The campaign, called “HELP - For a life without tobacco”, is the EU’s second and will cost 72 million euros ($95.13 million) up to 2008. The first ended in December and cost 18 million over three years.
Kyprianou, an ex-smoker himself, has said there is no bigger evil to be battled than cigarettes and would like to see EU states impose national smoking bans in public places. So far, he has shied away from proposing anything like an EU-wide ban.

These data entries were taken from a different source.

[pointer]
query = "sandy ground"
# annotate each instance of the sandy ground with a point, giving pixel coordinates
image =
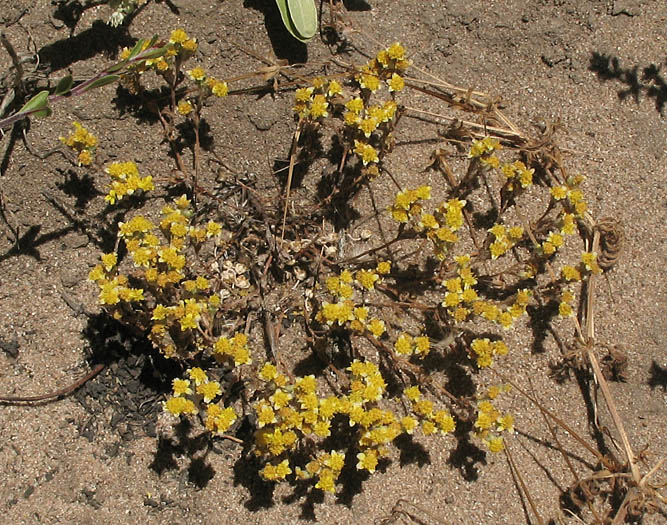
(597, 66)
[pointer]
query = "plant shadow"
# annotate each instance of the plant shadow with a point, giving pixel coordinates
(647, 81)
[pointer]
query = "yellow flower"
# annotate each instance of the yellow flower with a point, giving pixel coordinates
(318, 107)
(181, 387)
(396, 51)
(220, 89)
(367, 152)
(403, 344)
(184, 107)
(565, 310)
(268, 372)
(85, 158)
(180, 405)
(428, 427)
(356, 105)
(396, 82)
(376, 327)
(422, 344)
(109, 260)
(367, 278)
(326, 481)
(495, 444)
(197, 74)
(367, 460)
(570, 273)
(197, 375)
(559, 192)
(369, 81)
(178, 36)
(209, 390)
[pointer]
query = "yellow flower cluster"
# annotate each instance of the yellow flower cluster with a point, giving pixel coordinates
(181, 307)
(345, 310)
(83, 142)
(234, 349)
(185, 401)
(462, 300)
(432, 421)
(113, 286)
(388, 66)
(517, 171)
(505, 239)
(293, 412)
(408, 203)
(407, 345)
(439, 227)
(485, 350)
(327, 467)
(566, 300)
(367, 124)
(490, 422)
(125, 180)
(313, 102)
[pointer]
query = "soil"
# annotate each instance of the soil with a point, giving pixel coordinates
(102, 455)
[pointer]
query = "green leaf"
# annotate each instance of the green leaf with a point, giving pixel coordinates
(304, 17)
(64, 85)
(152, 42)
(117, 67)
(287, 20)
(109, 79)
(46, 112)
(39, 101)
(136, 49)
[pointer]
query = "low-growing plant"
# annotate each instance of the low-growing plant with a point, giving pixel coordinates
(459, 266)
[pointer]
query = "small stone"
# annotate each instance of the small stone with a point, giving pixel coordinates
(626, 7)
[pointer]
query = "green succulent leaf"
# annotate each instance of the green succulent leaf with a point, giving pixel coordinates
(304, 17)
(299, 18)
(39, 101)
(136, 49)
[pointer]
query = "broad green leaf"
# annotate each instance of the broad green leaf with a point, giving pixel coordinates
(152, 42)
(39, 101)
(117, 67)
(64, 85)
(136, 49)
(304, 17)
(287, 20)
(109, 79)
(46, 112)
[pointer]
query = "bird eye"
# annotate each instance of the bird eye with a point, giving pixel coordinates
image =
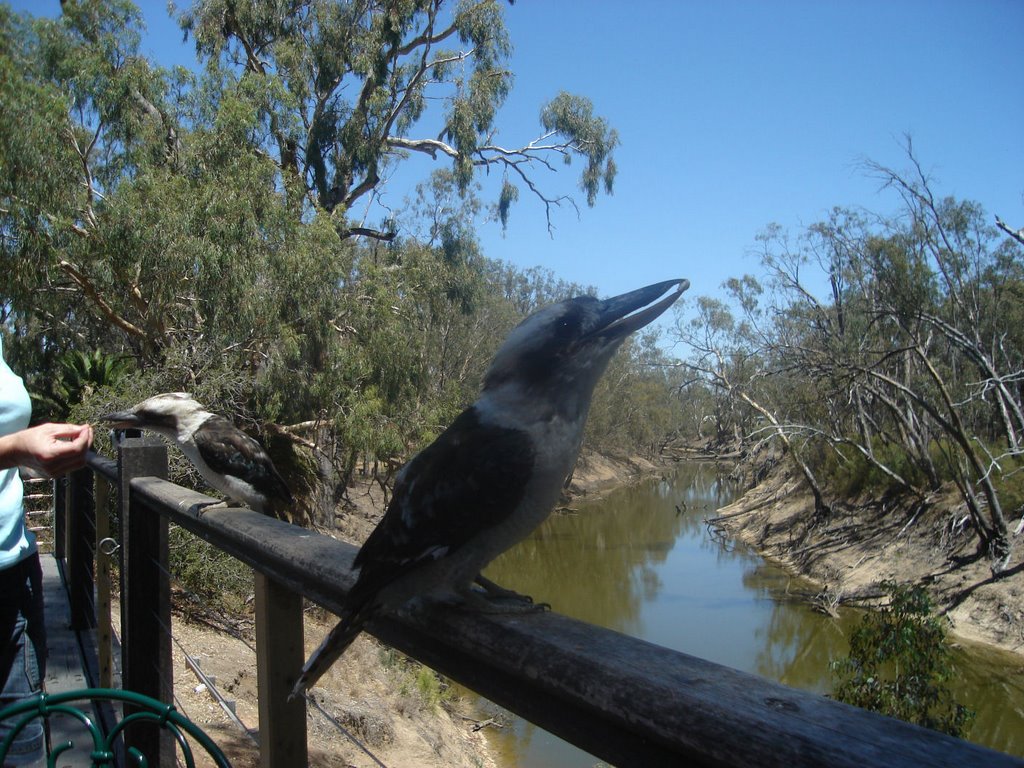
(567, 327)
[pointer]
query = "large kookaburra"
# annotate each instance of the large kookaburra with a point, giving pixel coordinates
(227, 458)
(497, 471)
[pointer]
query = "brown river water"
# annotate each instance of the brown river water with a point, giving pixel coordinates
(642, 561)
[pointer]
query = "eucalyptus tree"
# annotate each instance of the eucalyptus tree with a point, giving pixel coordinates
(207, 223)
(912, 359)
(347, 90)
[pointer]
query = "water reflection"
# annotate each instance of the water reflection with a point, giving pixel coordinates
(642, 562)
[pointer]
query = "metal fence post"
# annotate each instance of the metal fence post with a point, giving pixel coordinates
(279, 660)
(80, 522)
(59, 519)
(145, 596)
(104, 631)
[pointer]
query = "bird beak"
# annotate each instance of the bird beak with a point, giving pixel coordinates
(122, 419)
(616, 323)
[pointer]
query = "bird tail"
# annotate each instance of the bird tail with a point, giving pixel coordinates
(329, 651)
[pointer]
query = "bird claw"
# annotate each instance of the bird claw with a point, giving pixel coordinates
(204, 507)
(499, 600)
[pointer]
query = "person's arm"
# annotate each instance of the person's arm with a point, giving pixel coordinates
(51, 449)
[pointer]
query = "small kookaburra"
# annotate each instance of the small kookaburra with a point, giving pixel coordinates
(228, 459)
(496, 473)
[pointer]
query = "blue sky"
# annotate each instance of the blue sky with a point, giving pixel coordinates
(734, 115)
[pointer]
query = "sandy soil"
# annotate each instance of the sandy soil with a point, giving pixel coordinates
(862, 544)
(384, 717)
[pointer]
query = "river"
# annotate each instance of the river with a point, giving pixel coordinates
(642, 561)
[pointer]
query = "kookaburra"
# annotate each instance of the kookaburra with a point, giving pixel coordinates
(228, 459)
(496, 473)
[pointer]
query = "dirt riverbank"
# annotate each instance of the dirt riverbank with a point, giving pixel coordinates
(865, 542)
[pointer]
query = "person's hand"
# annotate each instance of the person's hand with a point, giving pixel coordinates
(52, 450)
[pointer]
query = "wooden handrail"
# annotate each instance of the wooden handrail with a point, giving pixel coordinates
(624, 699)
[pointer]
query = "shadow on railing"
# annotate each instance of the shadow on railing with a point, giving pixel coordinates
(102, 747)
(625, 700)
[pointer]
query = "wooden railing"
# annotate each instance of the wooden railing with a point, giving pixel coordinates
(625, 700)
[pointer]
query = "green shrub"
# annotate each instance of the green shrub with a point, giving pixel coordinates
(899, 665)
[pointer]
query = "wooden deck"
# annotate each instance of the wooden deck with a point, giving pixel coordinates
(67, 669)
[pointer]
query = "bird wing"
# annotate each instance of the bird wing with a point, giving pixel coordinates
(228, 451)
(471, 478)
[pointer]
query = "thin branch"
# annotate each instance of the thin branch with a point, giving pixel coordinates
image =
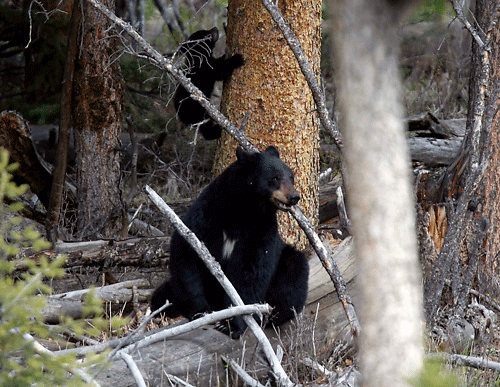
(39, 348)
(179, 381)
(318, 367)
(144, 340)
(459, 10)
(468, 361)
(305, 67)
(129, 338)
(331, 267)
(136, 373)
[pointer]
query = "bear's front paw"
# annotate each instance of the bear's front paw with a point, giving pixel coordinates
(228, 328)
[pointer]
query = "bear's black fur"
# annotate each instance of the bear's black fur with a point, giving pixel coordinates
(203, 71)
(235, 216)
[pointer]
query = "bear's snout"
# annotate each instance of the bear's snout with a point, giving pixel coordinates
(294, 198)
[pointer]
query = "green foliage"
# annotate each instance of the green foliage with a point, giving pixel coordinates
(431, 10)
(434, 374)
(23, 362)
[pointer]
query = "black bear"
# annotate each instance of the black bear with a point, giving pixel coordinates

More than 650,000 Europeans die every year from the effects of smoking, bringing EU governments an annual bill of more than 100 billion euros in costs for sickness and death, he said.
The anti-tobacco campaign will go on tour around the EU’s 25 capital cities, with television advertisements to run from the end of May based on the themes of tobacco-free lifestyles for young people, the dangers of passive smoking and how to quit.
Over the years, the EU has taken as number of legal steps on tobacco control. From July, all tobacco advertising on the radio, internet and print media will be banned in EU countries - and has been banned EU-wide on television since 1989.
Since 2003, EU law also requires high-visibility, hard-hitting health warnings on all tobacco products sold in the bloc. It also bans cigarette labels such as “light” or “mild”.
The Commission has published grisly photos of rotten lungs, throat tumours and decayed teeth which it hopes that EU states will use on cigarette packets to ram home the written warnings, hoping to persuade smokers to quit and children never to start.
A Cypriot, Kyprianou said he knew himself just how difficult it was to give up smoking.
“It’s been 15 years since I gave up smoking. I just decided one day I wasn’t going to go on killing myself every day so I just stopped. It’s an addiction - you get hooked,” he said.